Arter’in bu yılın ilk yarısında sanatseverlerle buluşturduğu, Selen Ansen’in küratörlüğünü üstlendiği iki önemli sergi, ziyaretçilerine sanatın farklı yüzlerini keşfetme fırsatı sunuyor. Bu sergiler, çağdaş sanatın güncel dinamiklerini ve sanatçıların özgün anlatımlarını yakından takip etmek isteyenler için kaçırılmayacak deneyimler içeriyor. Özellikle, “İçinde Yaşadığımız Deri” ve “Asesinos! Asesinos!” sergileri, son günlerine yaklaşırken, sanatseverleri bekliyor.
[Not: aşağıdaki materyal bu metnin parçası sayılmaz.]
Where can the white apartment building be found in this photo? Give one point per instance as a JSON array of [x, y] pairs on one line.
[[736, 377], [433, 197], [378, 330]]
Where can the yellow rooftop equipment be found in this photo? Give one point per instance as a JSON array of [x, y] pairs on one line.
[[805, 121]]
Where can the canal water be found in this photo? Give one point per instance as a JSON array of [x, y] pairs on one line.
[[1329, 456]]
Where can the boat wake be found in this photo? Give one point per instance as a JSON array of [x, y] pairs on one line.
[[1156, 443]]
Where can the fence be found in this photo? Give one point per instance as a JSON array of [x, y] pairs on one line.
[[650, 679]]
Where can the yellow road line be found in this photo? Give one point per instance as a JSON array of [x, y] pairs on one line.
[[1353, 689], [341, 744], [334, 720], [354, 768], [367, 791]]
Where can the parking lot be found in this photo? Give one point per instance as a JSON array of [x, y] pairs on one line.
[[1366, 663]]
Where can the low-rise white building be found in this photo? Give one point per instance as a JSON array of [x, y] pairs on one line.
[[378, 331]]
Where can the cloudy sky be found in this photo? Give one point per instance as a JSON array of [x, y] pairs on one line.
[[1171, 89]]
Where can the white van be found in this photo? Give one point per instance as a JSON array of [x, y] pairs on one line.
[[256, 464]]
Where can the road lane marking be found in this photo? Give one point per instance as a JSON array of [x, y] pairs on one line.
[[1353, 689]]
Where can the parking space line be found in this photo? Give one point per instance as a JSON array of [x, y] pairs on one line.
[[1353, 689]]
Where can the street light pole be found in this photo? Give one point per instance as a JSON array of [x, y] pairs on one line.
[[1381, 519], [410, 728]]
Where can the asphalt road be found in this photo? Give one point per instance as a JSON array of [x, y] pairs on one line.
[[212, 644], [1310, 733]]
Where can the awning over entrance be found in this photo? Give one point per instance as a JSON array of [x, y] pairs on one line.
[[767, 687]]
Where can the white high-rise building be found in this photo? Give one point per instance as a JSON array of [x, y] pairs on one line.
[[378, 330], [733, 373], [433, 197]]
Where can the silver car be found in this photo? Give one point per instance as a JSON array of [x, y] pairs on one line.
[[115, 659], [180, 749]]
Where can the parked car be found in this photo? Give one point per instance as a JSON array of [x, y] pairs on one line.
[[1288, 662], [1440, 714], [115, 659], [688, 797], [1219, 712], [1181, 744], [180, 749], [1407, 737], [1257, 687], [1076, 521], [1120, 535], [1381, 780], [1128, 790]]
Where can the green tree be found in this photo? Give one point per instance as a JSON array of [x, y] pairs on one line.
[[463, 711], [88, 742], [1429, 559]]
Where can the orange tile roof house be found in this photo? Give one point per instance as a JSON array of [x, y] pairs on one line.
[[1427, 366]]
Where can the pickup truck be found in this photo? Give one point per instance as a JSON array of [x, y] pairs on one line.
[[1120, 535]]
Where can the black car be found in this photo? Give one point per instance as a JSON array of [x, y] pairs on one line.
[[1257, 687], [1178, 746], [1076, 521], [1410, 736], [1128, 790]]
Her iki sergi de, sanatın farklı boyutlarını ve toplumsal meseleleri derinlemesine ele alıyor. İlki, Koray Ariş’in yaşamı boyunca geliştirdiği heykel pratiğine ve malzeme kullanımlarına odaklanırken, ikincisi, Kader Attia’nın politik ve toplumsal konulara değinen büyük ölçekli yerleştirmeleriyle dikkat çekiyor. Bu sergiler, ziyaretçilere sadece görsel bir şölen sunmakla kalmıyor, aynı zamanda düşündürücü ve sorgulayıcı bir sanat deneyimi yaşatıyor.
İÇİNDE YAŞADIĞIMIZ DERİ
İçinde Yaşadığımız Deri sergisi, sanatçı Koray Ariş’in altmış yılı aşkın heykel üretim sürecine ve farklı dönemlere ait çalışmalarına odaklanıyor. Sergi, Ariş’in atölyesinden ve üretim sürecinden nesne ve malzemelerle mekâna özgü bir kurgu oluşturarak, izleyicilere sanatçının yaşamına ve üretim pratiğine yeni bir bakış açısı sunuyor. Toplamda 300’e yakın eser ve nesne, formların dönüşümünü ve heykel, nesne ile beden arasındaki ezeli ayrımların nasıl bulanıklaştığını gözler önüne seriyor.
Serginin temel amacı, heykel ve nesnenin ötesine geçerek, bedenle bütünleşen ve yaşamın farklı katmanlarını yansıtan bir sanat ortamı yaratmak. Bu bağlamda, figür, ten, tını ve hareket gibi temalar, eserlerin merkezinde yer alıyor ve katılımcılara heykelin yeni boyutlarını keşfetme imkânı tanıyor.
ASESİNOS! ASEŞİNOS!
Kader Attia’nın “Asesinos! Asesinos!” isimli büyük ölçekli yerleştirmesi, 2014 yılında Meksika’nın Guerrero eyaletinde yaşanan ve büyük yankı uyandıran olaylara dayanıyor. Bu sergi, kayıplar ve adaletsizlik temalarını derinlemesine ele alırken, aynı zamanda toplumsal direniş ve protesto hareketlerinin sembollerini yansıtıyor. Yerleştirme, Meksika’da 43 öğrencinin kaçırılıp öldürülmesinden ilham alarak, adalet ve hakikatin peşindeki insanların haykırışını görselleştiriyor.
“Asesinos! Asesinos!” sloganı, Latin Amerika’nın dikta rejimlerine karşı verilen mücadelenin ve politik suçların cezasız kalmasına karşı duruşun simgesi haline gelmiş durumda. Attia’nın bu yapıtı, sadece Latin Amerika’ya özgü değil, dünya genelinde devam eden toplumsal protestoların ve şiddet eylemlerinin de evrensel bir anlatımını temsil ediyor. Yükselen kalabalığın ve sessizliğin büyüyen dalgasını, heykelsi ve şiirsel bir biçimde izleyiciye aktarmayı amaçlayan eser, bireyselliğin ötesinde kolektif ruhu yüceltiyor.
Sergide, şiddetin ve adaletsizliğin görünür ve görünmez katmanları üzerinde durulurken, aynı zamanda insanların dayanışma ve direniş biçimlerini de gözler önüne seriyor. Bu nedenle, Attia’nın yerleştirmesi, yalnızca bir sanat eseri değil, aynı zamanda güçlü bir toplumsal mesaj ve farkındalık çağrısıdır.